ハンドボール部

「傷だらけのカリスマ」

  圧巻のプレーの連続だった。正確なパスに鋭いシュート、絶えず走り続ける運動量と味方を鼓舞し続ける声…。コートは、主将・細口(理4)の独壇場と化していた。

 4月20日、春季関東学生4部リーグ第2戦、対産能大。劣勢からの本学の猛追によって、終盤は壮絶な展開となった。カウンターの応酬、1点差と同点を繰り返す得点板――。24−25で迎えた残り20秒、雄叫びとともに倒れこみながら渾身のシュートを決めたのは細口だった。土壇場で引き分けに持ち込んだこの試合で、彼は11得点・9アシストをマーク。チームの25得点中20点に絡む大活躍だった。

 ところが、悪夢は突然訪れた。翌週の対帝京大、前半9分に相手と激突して倒れた細口。その瞬間を、彼は「右膝がゴキバキッと鳴って、どこかが切れた気がした」と振り返る。
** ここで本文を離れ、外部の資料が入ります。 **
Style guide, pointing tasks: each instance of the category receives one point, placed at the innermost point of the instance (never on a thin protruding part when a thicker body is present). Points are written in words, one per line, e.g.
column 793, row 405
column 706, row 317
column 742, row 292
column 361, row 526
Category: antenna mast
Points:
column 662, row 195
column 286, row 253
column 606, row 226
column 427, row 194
この負傷による症状は、全十字靭帯損傷、内側(ないそく)靭帯損傷、半月板損傷、骨挫傷…。いまだかつて経験したことのない大ケガだった。この試合に敗れ4部残留に黄信号をともした本学だったが、チームを襲う暗雲は一敗以上に大きなものだった。

 しかし、続く対千葉大のコートに、細口は立っていた。(=写真) 走ることはおろか、歩行すらままならない状態であるにもかかわらず、痛々しくテーピングを巻いた姿での強行出場。だが、前半途中でプレー続行を断念、ベンチに退き声出し役に徹する苦渋の判断を下すこととなる。人数不足に悩む本学はそれ以降、チームの大黒柱を欠いただけでなく、5人対6人の戦いを余儀なくされたのだった。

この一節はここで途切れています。